| | I posted this in the original thread, it rings with the same tone as the other posts here:
************ Christopher,
In Nicomachean Ethics (1166a), Aristotle said: "The good person is related to his friend as to himself (for his friend is another self)."
What that says is that 'good' folks seek friends who mirror themselves in virtues and values. Having a good friend is like having a mirror -- a value mirror. It doesn't, however, say anything about the kind of friends which bad folks seek. It is, it seems, an implicit adulation of objective values (values good for all folks, but which the good folks will most assuredly seek).
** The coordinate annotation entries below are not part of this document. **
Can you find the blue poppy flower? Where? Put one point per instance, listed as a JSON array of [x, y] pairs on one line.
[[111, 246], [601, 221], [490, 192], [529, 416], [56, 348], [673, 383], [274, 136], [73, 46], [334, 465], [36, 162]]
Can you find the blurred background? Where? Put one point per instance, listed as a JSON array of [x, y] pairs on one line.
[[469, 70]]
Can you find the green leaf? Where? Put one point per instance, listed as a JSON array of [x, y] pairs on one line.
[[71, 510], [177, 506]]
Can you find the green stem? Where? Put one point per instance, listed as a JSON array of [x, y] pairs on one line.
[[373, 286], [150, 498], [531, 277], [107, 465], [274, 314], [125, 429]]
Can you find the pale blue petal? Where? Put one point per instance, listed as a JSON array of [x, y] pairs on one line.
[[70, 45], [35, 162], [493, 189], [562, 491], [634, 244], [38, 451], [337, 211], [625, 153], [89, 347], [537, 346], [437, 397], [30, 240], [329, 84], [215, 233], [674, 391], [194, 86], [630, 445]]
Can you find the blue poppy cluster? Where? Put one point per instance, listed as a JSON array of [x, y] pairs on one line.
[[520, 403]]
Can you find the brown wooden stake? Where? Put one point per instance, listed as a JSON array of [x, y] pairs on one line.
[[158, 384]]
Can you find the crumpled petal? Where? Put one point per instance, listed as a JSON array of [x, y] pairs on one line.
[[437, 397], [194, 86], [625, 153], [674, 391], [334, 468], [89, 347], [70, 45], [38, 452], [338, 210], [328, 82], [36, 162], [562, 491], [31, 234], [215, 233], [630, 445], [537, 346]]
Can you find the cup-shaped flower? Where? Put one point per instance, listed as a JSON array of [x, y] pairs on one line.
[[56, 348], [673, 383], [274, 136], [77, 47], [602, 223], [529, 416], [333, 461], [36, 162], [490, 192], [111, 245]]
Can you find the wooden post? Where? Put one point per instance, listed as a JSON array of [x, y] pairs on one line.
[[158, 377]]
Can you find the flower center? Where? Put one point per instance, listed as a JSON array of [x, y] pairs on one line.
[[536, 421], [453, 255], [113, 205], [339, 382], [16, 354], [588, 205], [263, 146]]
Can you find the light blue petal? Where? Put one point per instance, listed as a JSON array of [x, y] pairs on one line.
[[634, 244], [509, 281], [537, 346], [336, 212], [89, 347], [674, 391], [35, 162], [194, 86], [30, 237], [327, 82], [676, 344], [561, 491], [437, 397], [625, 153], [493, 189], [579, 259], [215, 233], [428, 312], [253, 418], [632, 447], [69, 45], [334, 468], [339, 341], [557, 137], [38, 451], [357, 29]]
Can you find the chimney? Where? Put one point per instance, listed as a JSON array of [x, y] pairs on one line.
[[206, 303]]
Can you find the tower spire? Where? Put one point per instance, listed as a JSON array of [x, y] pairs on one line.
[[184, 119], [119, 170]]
Rand also wrote about values good for all folks, i.e., objective values. Those values are inherently life-affirming. For instance, when talking about what children get from good (Romantic) art, Rand said:
It is not abstract principles that a child learns from Romantic art, but the precondition and the incentive for the later understanding of such principles: the emotional experience of admiration for man’s highest potential, the experience of looking up to a hero—a view of life motivated and dominated by values, a life in which man’s choices are practicable, effective and crucially important—that is, a moral sense of life. The art serves the psychological need for the child to learn what makes life really, really worth living. Good friends do that for us, too. They don't plan to, they just do. They remind us of the kind of character that is possible to us. In answer to your question, I'd say that somewhere close to half of the value of friends is admiration, and the other half is inspiration. In a personified way, interaction with good friends is like enjoying the experience of good art. It is, on some level, hero-worship. It is an affirmation of a good 'sense of life.'
Rand said this about sense of life:
But it is a process of emotional abstraction: it consists of classifying things according to the emotions they invoke—i.e., of tying together, by association or connotation, all those things which have the power to make an individual experience the same (or a similar) emotion. For instance: a new neighborhood, a discovery, adventure, struggle, triumph—or: the folks next door, a memorized recitation, a family picnic, a known routine, comfort. On a more adult level: a heroic man, the skyline of New York, a sunlit landscape, pure colors, ecstatic music—or: a humble man, an old village, a foggy landscape, muddy colors, folk music . . . . The subverbal, subconscious criterion of selection that forms his emotional abstractions is: “That which is important to me” or: “The kind of universe which is right for me, in which I would feel at home.” ... and she said that a sense of life is most tied to one's love of others and one's expression of values through art:
There are two aspects of man’s existence which are the special province and expression of his sense of life: love and art. So, according to Objectivism, good friends are validating to a good sense of life, a reminder to us of what's good for us, and what's possible to us. They serve a psychological need and a moral need.
Ed ***************
p.s. Thanks to Ted for getting me up to speed.